Tourné dans des teintes de souvenirs, le film exprime une nostalgie non dénuée de contradictions et se nourrit de la sérénité d’un univers faussement paisible dont il fait irrémédiablement sentir qu’il est en voie de disparition. Pour son héros, il s’agit d’exécuter un dernier tour de piste avant de tirer sa révérence. Toujours à la hauteur des enjeux présents, Priest observe avec vigilance et tendresse un monde nouveau auquel il n’appartiendra pas. La fracture de la guerre de Sécession a transformé les structures mêmes de la société américaine primitive dont le juge ne constitue plus qu’une sorte de vestige. D’où la figure cruciale de Jefferson, père de l’Indépendance dont le portrait et la mémoire hantent les décors. L’œuvre se lit ainsi comme une réflexion sur les rapports du passé et de l’avenir, de la tradition et du progrès, sur le passage du temps et l’irrésistible défiance qu’ont engendrée les catastrophes de la première moitié du XXème siècle. À l’aube du mouvement pour les droits civils, elle fait également plus que jamais écho à l’Amérique encore ségrégationniste d’Eisenhower. Il revient à la mise en scène de faire vibrer cette richesse sémantique en une suite de plans simples et limpides, beaux et actifs, critère canonique de l’art fordien.
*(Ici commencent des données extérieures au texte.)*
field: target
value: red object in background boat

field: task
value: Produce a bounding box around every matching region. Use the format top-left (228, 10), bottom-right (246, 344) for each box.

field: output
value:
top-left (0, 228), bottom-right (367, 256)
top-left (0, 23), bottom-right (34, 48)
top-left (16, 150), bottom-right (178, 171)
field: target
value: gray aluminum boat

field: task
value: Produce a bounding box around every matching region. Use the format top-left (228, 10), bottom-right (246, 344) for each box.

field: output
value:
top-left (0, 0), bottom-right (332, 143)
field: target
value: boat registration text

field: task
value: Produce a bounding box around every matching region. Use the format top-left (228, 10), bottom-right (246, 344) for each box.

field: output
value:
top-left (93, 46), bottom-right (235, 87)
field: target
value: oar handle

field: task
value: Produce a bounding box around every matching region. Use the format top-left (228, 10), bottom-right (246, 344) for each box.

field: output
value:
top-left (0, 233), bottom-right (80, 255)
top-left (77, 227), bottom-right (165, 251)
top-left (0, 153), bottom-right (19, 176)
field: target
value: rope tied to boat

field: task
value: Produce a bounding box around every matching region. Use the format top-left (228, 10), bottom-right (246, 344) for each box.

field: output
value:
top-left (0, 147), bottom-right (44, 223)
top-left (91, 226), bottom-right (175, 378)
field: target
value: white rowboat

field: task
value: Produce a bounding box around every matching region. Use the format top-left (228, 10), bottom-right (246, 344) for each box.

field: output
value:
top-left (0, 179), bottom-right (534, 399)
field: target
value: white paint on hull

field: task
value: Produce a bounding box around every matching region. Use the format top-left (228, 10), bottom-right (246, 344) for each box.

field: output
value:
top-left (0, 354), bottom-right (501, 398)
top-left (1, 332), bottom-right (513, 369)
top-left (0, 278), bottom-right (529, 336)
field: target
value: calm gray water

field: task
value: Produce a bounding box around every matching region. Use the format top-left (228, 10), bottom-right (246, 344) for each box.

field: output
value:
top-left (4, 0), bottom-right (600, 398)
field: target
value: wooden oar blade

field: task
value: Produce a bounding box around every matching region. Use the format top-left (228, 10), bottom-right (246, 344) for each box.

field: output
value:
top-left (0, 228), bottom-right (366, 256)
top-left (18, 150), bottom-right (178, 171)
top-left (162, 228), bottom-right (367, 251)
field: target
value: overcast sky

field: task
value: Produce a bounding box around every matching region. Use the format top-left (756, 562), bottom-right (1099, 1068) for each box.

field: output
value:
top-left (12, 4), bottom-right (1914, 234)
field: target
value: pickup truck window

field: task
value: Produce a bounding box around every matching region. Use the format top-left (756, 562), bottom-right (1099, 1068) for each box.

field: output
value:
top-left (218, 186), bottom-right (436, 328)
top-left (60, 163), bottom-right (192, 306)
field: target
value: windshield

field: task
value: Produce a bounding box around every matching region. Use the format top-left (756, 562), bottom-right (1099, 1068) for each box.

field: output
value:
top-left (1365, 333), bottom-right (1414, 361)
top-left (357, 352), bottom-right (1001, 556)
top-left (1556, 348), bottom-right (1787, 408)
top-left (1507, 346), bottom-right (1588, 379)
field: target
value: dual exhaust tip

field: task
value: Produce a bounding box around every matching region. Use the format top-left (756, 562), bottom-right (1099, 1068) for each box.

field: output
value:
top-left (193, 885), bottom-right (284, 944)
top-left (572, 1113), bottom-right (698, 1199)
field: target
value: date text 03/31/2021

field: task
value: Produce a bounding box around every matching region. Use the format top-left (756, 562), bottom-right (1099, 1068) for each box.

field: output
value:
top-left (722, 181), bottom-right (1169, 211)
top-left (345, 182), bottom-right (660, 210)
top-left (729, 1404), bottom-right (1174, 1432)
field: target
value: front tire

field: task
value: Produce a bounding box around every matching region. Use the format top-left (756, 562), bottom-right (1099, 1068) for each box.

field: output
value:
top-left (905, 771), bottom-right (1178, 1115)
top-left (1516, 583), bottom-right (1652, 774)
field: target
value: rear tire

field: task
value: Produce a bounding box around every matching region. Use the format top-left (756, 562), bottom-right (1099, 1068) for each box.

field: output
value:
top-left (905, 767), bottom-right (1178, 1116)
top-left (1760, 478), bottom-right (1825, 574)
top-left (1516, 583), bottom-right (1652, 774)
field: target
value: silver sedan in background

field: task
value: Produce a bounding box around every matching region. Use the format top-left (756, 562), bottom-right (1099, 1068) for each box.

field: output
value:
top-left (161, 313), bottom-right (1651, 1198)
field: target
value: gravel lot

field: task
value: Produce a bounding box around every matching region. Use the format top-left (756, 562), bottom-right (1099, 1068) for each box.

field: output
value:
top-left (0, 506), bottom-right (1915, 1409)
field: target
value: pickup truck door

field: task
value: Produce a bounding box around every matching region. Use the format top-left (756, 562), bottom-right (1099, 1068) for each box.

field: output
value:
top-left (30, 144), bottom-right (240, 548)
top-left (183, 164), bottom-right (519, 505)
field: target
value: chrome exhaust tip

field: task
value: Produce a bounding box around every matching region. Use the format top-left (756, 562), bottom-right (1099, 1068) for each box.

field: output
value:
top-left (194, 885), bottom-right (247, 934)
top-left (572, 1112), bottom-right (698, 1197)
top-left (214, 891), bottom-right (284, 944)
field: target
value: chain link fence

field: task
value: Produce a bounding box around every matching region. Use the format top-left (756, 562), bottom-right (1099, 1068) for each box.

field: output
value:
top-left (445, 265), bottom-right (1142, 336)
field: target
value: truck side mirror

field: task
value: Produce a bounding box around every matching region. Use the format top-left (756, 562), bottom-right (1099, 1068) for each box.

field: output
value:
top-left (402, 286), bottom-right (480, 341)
Short and sweet as a woman’s dance… L’admirable est que l’on ne quitte jamais le niveau de la réalité ; ou plutôt, pour citer Hugo, que la peinture de la réalité soit seulement rehaussée "par tout ce qui, dans l’homme, va au-delà du réel". Dans la superbe scène finale, le juge s’en va lui aussi rejoindre les fantômes du Kentucky, s’éloignant à petits pas sur un air d’harmonica. L’image préfigure celle qui, trois ans plus tard, refermera La Prisonnière du Désert. De leur vivant, William Priest et Ethan Edwards se sont affrontés. Mais à l’heure du rideau, le magistrat sudiste et le cavalier à tunique bleue s’éclipsent de façon similaire. Jumeaux de cinéma, marchant côte à côte, là où l’horizon réunit des destins que l’on croyait irréconciliables. Par ce geste poétique d’une éloquente beauté, le maître John Ford ouvre rien moins que sur l’incommensurable du genre humain.